Institute for Molecular Biotechnology, Jena (Alemanya)
Much effort is currently invested into making gene prediction more accurate. Traditionally, techniques such as analyzing sequence composition statistics
or homology searches with the help of protein or EST databases, are employed. Only recently, with the launch of projects for comparative genomic sequencing,
a novel method for prediction of exons, genes and regulatory elements became available.
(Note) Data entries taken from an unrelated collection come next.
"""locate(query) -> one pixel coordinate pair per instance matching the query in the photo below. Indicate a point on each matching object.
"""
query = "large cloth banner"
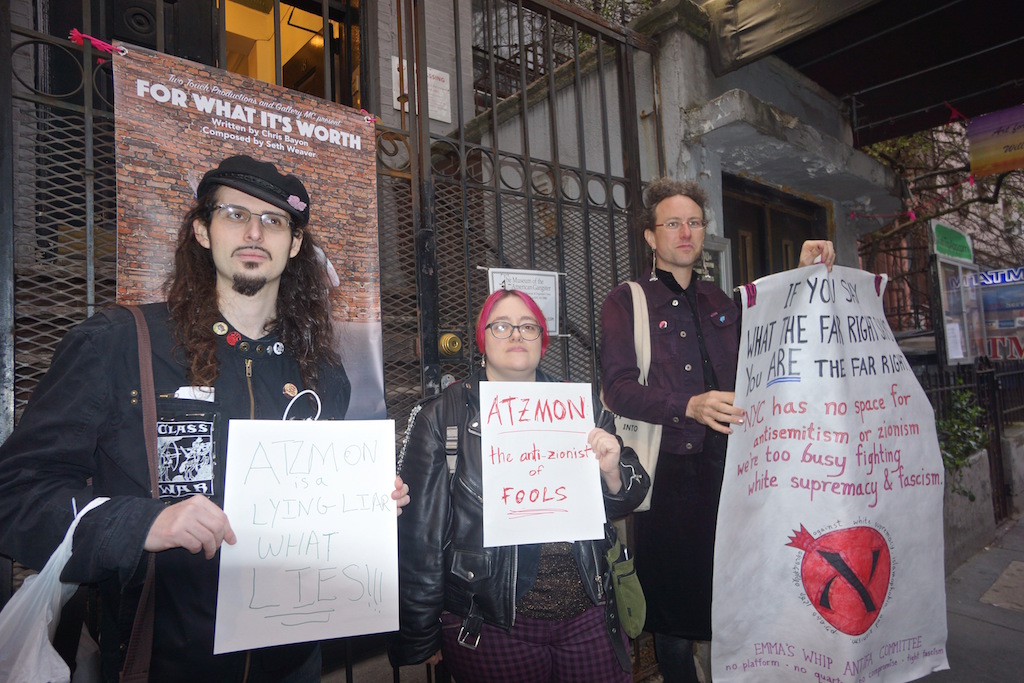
(177, 119)
(828, 557)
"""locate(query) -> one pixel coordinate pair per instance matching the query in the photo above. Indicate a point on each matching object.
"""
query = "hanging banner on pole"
(828, 556)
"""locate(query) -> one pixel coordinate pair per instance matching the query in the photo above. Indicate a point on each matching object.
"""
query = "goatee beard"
(247, 285)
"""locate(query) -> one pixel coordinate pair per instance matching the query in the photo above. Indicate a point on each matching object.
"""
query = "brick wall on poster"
(176, 120)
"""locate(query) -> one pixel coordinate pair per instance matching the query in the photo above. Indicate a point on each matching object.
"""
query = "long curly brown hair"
(303, 319)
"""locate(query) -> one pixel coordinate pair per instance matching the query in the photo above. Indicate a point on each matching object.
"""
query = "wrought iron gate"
(539, 170)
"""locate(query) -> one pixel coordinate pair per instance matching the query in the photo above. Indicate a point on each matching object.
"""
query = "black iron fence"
(997, 390)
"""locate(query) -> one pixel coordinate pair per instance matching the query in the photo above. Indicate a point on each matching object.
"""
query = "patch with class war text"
(185, 451)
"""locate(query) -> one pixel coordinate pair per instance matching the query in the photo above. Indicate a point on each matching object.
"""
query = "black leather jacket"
(441, 561)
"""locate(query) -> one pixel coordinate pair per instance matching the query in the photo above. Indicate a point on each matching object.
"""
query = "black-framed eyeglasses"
(692, 223)
(239, 216)
(503, 330)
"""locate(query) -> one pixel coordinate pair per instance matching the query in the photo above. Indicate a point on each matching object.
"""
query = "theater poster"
(176, 119)
(828, 558)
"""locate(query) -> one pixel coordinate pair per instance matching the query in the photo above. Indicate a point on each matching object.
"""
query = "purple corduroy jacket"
(676, 373)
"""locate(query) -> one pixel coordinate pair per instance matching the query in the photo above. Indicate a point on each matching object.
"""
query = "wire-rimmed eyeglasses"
(240, 215)
(692, 223)
(503, 330)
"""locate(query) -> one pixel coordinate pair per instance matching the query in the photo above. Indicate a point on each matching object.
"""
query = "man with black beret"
(246, 327)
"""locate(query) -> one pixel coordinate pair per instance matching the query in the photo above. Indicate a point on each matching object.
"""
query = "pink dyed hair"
(481, 322)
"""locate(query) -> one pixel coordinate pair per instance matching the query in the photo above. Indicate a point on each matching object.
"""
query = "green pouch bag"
(626, 586)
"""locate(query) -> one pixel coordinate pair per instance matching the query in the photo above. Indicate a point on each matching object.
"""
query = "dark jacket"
(81, 436)
(441, 561)
(676, 373)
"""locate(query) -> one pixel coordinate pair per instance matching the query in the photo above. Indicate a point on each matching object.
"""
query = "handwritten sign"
(317, 549)
(542, 481)
(828, 556)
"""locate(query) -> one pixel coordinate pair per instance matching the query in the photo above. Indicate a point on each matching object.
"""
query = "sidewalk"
(985, 613)
(984, 616)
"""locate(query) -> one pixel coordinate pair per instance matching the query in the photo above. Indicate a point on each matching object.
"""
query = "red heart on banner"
(846, 575)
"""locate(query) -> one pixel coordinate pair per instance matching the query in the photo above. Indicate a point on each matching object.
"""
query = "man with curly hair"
(694, 346)
(246, 328)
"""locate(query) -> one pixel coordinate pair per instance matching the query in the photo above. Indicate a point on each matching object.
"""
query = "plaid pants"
(574, 650)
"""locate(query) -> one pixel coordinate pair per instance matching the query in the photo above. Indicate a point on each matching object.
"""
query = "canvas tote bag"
(643, 437)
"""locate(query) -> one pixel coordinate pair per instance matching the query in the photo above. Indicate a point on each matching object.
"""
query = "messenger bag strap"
(641, 331)
(139, 650)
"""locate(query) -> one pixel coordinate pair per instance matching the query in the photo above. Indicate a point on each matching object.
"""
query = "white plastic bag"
(30, 620)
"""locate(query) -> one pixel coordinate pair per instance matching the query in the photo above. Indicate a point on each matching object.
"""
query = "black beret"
(261, 179)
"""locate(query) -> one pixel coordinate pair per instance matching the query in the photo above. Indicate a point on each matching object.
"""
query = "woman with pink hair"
(528, 612)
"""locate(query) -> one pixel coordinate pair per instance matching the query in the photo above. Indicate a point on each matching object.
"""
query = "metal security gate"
(64, 209)
(538, 169)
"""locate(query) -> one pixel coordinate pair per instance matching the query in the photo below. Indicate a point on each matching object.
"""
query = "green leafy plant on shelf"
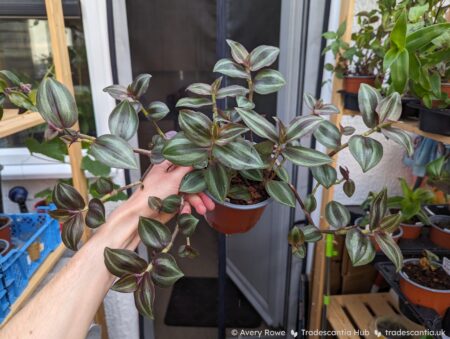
(238, 157)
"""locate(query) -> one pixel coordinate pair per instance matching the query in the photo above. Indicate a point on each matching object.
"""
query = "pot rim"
(8, 245)
(404, 276)
(240, 207)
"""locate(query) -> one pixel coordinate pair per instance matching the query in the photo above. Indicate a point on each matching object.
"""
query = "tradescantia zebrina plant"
(238, 157)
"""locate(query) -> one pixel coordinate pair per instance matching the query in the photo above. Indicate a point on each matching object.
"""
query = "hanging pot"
(4, 247)
(411, 231)
(352, 82)
(438, 300)
(5, 228)
(230, 218)
(440, 230)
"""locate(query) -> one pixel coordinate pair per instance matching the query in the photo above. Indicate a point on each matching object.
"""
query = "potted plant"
(240, 173)
(424, 282)
(411, 204)
(360, 61)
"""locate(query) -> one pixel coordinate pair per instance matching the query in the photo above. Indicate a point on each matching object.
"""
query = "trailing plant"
(235, 152)
(411, 203)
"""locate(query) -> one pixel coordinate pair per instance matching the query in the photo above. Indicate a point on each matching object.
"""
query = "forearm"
(66, 307)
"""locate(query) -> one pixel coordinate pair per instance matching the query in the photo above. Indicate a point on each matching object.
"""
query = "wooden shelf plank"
(13, 122)
(35, 280)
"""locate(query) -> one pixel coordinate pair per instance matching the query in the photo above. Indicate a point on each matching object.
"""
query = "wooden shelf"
(35, 280)
(353, 312)
(12, 122)
(410, 126)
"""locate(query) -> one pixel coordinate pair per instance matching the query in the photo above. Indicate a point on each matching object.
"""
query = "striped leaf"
(123, 120)
(126, 284)
(307, 157)
(140, 84)
(217, 180)
(230, 132)
(258, 124)
(153, 233)
(366, 151)
(231, 91)
(193, 102)
(238, 155)
(56, 104)
(144, 296)
(390, 249)
(199, 88)
(193, 182)
(390, 108)
(328, 134)
(157, 110)
(337, 214)
(263, 56)
(281, 192)
(268, 81)
(359, 247)
(120, 262)
(302, 125)
(230, 68)
(325, 175)
(368, 98)
(165, 270)
(113, 152)
(238, 52)
(399, 137)
(181, 151)
(196, 127)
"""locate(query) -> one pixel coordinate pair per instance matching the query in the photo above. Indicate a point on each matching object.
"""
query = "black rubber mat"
(194, 303)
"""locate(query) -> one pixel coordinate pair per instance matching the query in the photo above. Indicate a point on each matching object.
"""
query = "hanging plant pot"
(230, 218)
(4, 247)
(414, 281)
(5, 228)
(352, 82)
(440, 230)
(434, 120)
(411, 231)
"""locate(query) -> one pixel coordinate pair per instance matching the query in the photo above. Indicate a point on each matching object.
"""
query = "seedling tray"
(425, 316)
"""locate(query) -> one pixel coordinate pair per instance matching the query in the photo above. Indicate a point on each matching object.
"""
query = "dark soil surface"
(438, 279)
(256, 189)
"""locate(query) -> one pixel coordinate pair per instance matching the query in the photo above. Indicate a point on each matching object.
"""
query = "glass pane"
(26, 50)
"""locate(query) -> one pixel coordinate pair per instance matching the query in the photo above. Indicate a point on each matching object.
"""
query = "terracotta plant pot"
(4, 247)
(352, 82)
(411, 231)
(438, 234)
(229, 218)
(5, 228)
(438, 300)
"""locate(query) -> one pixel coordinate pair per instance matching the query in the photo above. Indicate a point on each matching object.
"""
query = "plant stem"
(120, 189)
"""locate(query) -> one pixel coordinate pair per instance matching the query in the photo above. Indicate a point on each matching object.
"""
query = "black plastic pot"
(435, 120)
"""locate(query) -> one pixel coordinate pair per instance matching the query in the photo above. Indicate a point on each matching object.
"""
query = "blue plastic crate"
(28, 229)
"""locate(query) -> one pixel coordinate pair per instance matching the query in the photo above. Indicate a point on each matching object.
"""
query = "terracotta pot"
(4, 246)
(5, 228)
(438, 300)
(352, 82)
(411, 231)
(229, 218)
(438, 235)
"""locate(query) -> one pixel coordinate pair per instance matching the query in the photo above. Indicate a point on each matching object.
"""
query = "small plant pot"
(434, 120)
(411, 231)
(230, 218)
(352, 82)
(440, 230)
(438, 300)
(5, 228)
(4, 247)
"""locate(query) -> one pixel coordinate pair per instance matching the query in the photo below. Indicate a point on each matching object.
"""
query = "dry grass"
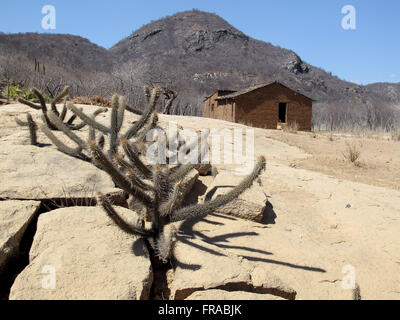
(352, 153)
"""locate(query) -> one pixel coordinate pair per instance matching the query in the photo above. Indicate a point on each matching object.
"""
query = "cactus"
(45, 113)
(155, 191)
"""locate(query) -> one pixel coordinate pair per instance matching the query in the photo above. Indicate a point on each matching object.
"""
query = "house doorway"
(282, 112)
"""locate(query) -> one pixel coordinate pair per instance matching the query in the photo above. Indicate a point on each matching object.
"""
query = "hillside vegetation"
(190, 55)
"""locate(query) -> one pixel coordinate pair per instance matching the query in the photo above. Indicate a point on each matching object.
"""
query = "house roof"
(253, 88)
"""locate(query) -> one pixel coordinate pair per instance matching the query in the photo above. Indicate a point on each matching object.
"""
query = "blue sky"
(311, 28)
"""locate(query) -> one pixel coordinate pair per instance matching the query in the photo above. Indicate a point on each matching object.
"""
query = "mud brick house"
(269, 106)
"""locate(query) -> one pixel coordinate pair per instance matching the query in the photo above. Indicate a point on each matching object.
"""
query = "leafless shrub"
(352, 153)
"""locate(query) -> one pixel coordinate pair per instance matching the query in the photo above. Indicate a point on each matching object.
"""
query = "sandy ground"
(324, 212)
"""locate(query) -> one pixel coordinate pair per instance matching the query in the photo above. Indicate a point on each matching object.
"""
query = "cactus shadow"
(187, 235)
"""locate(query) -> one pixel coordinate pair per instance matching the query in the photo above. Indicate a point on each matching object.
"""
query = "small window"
(282, 112)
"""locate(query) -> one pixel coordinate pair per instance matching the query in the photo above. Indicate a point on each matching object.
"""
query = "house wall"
(260, 108)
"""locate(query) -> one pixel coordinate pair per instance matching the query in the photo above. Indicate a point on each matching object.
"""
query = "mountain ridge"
(194, 53)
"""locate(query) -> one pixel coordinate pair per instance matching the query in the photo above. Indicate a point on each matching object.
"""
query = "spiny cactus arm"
(101, 142)
(128, 228)
(32, 129)
(64, 110)
(92, 131)
(100, 158)
(117, 158)
(147, 93)
(181, 172)
(68, 132)
(164, 244)
(150, 125)
(167, 207)
(121, 112)
(135, 160)
(133, 110)
(155, 95)
(29, 104)
(200, 210)
(58, 98)
(114, 126)
(74, 152)
(87, 119)
(78, 126)
(41, 99)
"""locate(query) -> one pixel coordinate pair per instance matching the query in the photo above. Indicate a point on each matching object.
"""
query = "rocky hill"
(193, 53)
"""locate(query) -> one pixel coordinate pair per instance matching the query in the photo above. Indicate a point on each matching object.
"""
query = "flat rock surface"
(250, 204)
(30, 172)
(89, 257)
(14, 219)
(229, 295)
(201, 266)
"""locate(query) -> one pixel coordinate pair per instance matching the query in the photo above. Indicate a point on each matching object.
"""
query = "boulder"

Gapped alignments of homologous genomic sequences of different species at the appropriate phylogenetic distance usually show a patchwork pattern of
conserved and less conserved fragments -the so- called phylogenetic footprint. Simple filtering based on fragment length and match percentage retrieves
a subset of candidate exons. To optimize filter parameters we extracted samples of annotated homologous man/rodent genomic sequences from GenBank. We
show that by optimized filtering of alignments alone one can achieve an approximate correlation (AC) value of predicted and true exons of at least 0.73 a value
which is in the range of that by customary prediction of complete gene models, candidate exons are corrected such that the quality of the sequence signals and
the similarity of the predicted amino acid sequences are maximized.
The examples studied in Man, Mouse and Fugu suggest that simirality based gene prediction may become a valid alternative to the more conventional methods.